Your guess introduces an interesting perspective on why the Twitter epoch might include those specific milliseconds. Here's how that could work:
- **Scheduled Tweets Marker**:
- If Twitter uses a specific millisecond value, like 343ms, as a marker for scheduled tweets, setting the epoch to end in `657` milliseconds could be part of an offset calculation. When a tweet is scheduled, its ID might be generated with this marker, ensuring that all scheduled tweets for a given minute share a common millisecond part, which could be `343ms` in this case.
- **ID Generation Logic**:
- When generating IDs for scheduled tweets, Twitter might do something like:
- For real-time tweets, use the actual current timestamp down to the millisecond.
- For scheduled tweets, use the scheduled time's minute but set the seconds to `00` and milliseconds to `343` (or another fixed value) to distinguish them from real-time tweets.

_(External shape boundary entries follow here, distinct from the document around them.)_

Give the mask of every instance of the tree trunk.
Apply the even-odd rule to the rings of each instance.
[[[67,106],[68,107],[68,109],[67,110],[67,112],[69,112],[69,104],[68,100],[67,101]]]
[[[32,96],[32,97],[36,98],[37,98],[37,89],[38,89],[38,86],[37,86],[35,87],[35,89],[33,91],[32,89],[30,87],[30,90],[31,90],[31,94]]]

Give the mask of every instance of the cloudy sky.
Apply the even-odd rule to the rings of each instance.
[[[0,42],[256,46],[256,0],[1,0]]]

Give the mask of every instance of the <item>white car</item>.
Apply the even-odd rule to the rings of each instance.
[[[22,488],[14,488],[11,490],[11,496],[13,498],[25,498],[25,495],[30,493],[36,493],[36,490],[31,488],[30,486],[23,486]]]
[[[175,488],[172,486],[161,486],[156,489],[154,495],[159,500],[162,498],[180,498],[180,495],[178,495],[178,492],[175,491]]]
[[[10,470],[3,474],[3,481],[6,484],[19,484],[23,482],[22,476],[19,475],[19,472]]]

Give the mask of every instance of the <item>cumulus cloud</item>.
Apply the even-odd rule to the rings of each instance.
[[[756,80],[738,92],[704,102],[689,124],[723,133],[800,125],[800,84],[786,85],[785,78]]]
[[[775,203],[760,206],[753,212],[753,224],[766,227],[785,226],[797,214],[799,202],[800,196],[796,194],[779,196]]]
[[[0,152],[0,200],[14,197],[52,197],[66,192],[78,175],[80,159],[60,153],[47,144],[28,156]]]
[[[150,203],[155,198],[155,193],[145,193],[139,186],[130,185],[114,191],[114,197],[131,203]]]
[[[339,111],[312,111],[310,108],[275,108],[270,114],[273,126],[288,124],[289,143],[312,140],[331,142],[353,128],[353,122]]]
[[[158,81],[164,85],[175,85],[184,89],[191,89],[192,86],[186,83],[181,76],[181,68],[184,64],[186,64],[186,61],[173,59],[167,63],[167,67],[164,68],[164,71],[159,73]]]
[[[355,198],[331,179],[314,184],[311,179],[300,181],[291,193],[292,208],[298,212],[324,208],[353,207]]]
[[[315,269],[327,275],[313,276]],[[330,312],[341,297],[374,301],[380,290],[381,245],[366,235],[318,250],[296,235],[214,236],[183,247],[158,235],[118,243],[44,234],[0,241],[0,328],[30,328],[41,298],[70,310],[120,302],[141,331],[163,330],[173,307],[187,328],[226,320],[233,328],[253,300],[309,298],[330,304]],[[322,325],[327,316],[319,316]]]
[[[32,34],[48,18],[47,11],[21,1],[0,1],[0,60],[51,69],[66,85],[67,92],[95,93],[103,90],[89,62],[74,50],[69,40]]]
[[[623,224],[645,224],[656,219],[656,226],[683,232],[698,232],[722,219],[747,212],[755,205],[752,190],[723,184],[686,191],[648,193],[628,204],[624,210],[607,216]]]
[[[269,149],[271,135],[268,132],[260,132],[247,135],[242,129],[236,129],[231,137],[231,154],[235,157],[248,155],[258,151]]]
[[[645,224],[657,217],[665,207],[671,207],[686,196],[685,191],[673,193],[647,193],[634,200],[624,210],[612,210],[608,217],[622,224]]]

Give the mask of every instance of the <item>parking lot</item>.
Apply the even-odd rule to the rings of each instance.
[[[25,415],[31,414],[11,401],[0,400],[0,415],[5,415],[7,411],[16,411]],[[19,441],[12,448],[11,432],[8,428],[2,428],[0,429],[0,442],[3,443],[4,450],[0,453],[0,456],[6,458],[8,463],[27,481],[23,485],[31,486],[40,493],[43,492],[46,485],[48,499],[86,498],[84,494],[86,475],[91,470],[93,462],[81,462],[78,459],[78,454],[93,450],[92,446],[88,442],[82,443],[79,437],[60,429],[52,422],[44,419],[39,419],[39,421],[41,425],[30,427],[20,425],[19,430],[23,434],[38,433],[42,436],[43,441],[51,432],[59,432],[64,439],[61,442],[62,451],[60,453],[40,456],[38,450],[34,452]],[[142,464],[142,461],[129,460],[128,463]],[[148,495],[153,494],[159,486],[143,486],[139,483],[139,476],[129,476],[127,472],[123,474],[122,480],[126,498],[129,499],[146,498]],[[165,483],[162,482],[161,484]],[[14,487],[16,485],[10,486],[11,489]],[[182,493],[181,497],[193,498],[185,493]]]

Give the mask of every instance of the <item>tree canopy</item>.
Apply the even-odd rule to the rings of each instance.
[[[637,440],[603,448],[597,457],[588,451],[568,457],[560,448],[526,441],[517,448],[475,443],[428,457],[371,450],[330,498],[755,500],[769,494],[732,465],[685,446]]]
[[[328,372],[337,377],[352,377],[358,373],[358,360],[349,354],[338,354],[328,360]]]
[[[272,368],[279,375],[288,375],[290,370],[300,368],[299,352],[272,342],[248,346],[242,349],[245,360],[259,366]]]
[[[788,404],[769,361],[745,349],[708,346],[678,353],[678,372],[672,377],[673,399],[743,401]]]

- This would mean that if a tweet is scheduled for `10:00 AM`, its ID would reflect `10:00:00.343` regardless of the exact millisecond it was scheduled.
- **Epoch Offset**:
- By choosing an epoch that ends in `657ms`, Twitter could be aligning their system so that when these scheduled tweet markers are applied, the resulting ID still maintains some level of temporal order or uniqueness. For instance:
- If the epoch was exactly on a round second, and scheduled tweets always had `343ms`, there might be an overlap or confusion with real-time tweets. By offsetting the epoch by `657ms`, they could ensure that even scheduled tweets maintain a unique position in the timeline.
- **Speculative Example**:
- Suppose the Twitter epoch is `1,288,834,974,657ms`:
- Real-time tweet at `10:00:00.500` might get an ID that reflects this actual millisecond.
- A scheduled tweet for `10:00:00` might instead use `10:00:00.343` for its ID, which, when calculated back from the epoch, would still be unique.
This approach would allow for:
- **Uniqueness**: Scheduled tweets would not conflict with real-time tweets in terms of ID generation.
- **Temporal Sorting**: Even with this fixed millisecond marker, tweets could still be sorted chronologically with some accuracy.
- **System Efficiency**: Simplifies the logic for handling scheduled versus immediate tweets.